Wer von falschen Annahmen ausgeht, der kommt nicht zu den richtigen Ergebnissen. Dieser Satz aus der Logik trifft meistens zu, nicht immer. In der Geschichte der Entdeckungen war das so eine Sache. Da wurde oft von Hypothesen ausgegangen, die absurd waren, aber dennoch zu großartigen Ergebnissen führten. Der Entdecker Magellan steht da für viele. Aber was in den wilden Zeiten der Welteroberung galt, sollte in der Analyse von Politik eher vermieden werden, soll das nicht alles in ein Abenteuer führen, dass vielleicht auch besser als Katastrophe beschrieben werden müsste.

Die Hypothesen, von denen die hiesige Berichterstattung ausgeht, haben den Charakter eines unstetigen logischen Entrees. Egal, womit sich vor allem der Staatssender ZDF in seinen Nachrichtenmagazinen wie dem Heute Journal beschäftigt, es sind wagemutige, realitätsferne Annahmen, die den Weg der journalistischen Arbeit eröffnen. Aktuell sind vor allem der Konflikt zwischen Hamas und Israel sowie der um die Ukraine und die Verurteilung Russlands als Ursache für diesen die prominentesten Themen.

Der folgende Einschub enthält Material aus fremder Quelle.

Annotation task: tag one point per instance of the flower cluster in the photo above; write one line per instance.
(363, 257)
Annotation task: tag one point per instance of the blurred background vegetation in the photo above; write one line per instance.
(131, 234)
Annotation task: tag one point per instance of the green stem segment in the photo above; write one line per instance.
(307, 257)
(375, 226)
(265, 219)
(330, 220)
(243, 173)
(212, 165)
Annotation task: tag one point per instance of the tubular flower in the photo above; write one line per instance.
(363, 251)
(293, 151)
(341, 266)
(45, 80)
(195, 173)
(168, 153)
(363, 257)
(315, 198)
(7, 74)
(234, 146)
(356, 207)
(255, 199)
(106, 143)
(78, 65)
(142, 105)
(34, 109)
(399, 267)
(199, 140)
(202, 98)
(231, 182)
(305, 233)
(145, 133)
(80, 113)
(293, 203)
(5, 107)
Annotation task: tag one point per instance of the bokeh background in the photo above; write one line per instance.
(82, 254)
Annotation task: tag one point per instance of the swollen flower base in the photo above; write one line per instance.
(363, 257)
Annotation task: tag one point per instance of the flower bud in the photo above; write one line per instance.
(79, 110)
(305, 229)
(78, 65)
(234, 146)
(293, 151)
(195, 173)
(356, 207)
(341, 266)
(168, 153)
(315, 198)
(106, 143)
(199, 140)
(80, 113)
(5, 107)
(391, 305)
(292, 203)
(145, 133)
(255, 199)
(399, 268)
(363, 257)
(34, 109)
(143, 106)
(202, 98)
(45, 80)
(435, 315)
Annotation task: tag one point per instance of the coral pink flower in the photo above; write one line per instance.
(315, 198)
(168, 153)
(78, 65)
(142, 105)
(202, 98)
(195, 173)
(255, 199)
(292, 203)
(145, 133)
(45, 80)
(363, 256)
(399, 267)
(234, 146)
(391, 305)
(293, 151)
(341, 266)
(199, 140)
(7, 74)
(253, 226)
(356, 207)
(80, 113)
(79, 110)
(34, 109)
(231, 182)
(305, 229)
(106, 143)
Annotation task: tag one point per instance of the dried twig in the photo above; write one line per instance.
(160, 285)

Im Falle der Berichte über Gaza/Israel wird seitens dieser Sendungen darüber berichtet, als handele es sich um einen Konflikt zwischen dem Staat Israel und dem in Gaza lebenden palästinensischen Volk. Diese Grundannahme hätte die Legitimation zu der moralischen, allerdings oft sektenhaften Haltung, mit der die Berichte präsentiert werden. Aber sie ist falsch. Es handelt sich um eine Auseinandersetzung zwischen der Terrororganisation Hamas, die in Gaza das palästinensische Volk unterdrückt, schikaniert und als Geisel nimmt und vom Territorium Gaza den Staat Israel alle zehn Minuten mit einem Raketenbeschuss angreift. Letzteres bereits seit Wochen, ohne dass darüber berichtet würde. Die Gleichsetzung einer Terrororganisation mit einem Volk ist propagandistisch wohl der kolossalste Bock, den je ein aus Steuergeldern finanziertes Medium in der Republik geschossen hat.

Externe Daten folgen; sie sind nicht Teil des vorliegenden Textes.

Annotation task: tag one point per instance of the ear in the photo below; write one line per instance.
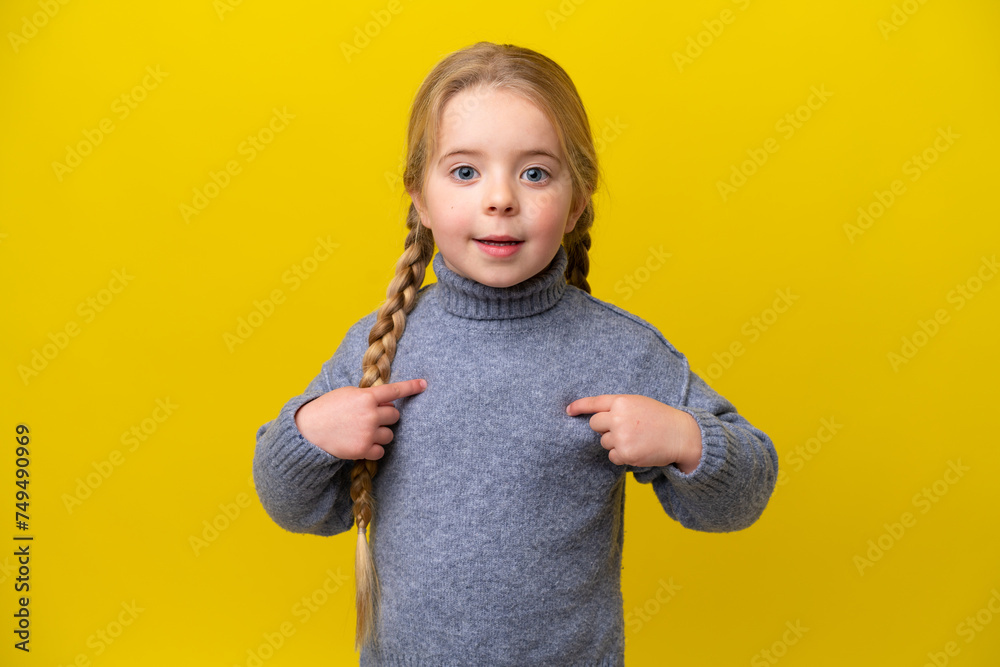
(418, 202)
(575, 214)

Im Falle der Ukraine wird von der Annahme ausgegangen, Russland hätte den Demokratisierungsprozess in dem Land von außen torpediert und versuche nun das Land aus machtpolitischem Kalkül zu spalten. Auch diese Annahme ist falsch. Sicher ist, dass der momentane Konflikt in der Ukraine und um die Ukraine hervorgegangen ist aus einem Machtkampf. An diesem waren alle möglichen Kräfte beteiligt, von demokratischen Kräften dabei zu sprechen, scheint angesichts der jetzigen politischen Äußerungen gerade in der West-Ukraine ein Euphemismus gewesen zu sein. Internationalisiert wurde der Konflikt durch das Angebot des Westens an eine neue Regierung, nicht nur Mitglied der EU, sondern auch der NATO werden zu sollen. Das war ein aggressiver Akt, der selbst innerhalb der Ukraine keine Mehrheit hatte. Im Falle der Reklamierung der Krim als völkerrechtlich zur Ukraine zugehörig gesellte man sich zu der Auffassung, dass ein Land, das in einer Wodkalaune von einem Herrscher innerhalb seines Imperiums verschenkt wurde, diesen Status als historisch legitim zu akzeptieren habe.

Seit dem inneren Konflikt, der durch das Angebot des Westens ein internationaler wurde, wird der russische Präsident Putin als der Kriegstreiber par excellence dargestellt. Was sich im Vorgehen der Propagandaabteilung aus Mainz zeigt, ist nicht nur die fatale Konsequenz falscher Hypothesen, sondern auch die wissentliche Ausblendung jeglicher Ursachenforschung, um Konflikte besser begreifen und daraus vernünftige, das Problem lösende Konsequenzen ziehen zu können. Das beginnt in den Köpfen der Menschen und darum geht es, wenn von kritischem Journalismus gesprochen wird. Stattdessen wird Stimmung gemacht, unterfüttert von einem Moralismus, der aggressiv und verlogen ist und zu nichts führt als zu Antisemitismus, Kriegsgeschrei und Ressentiment.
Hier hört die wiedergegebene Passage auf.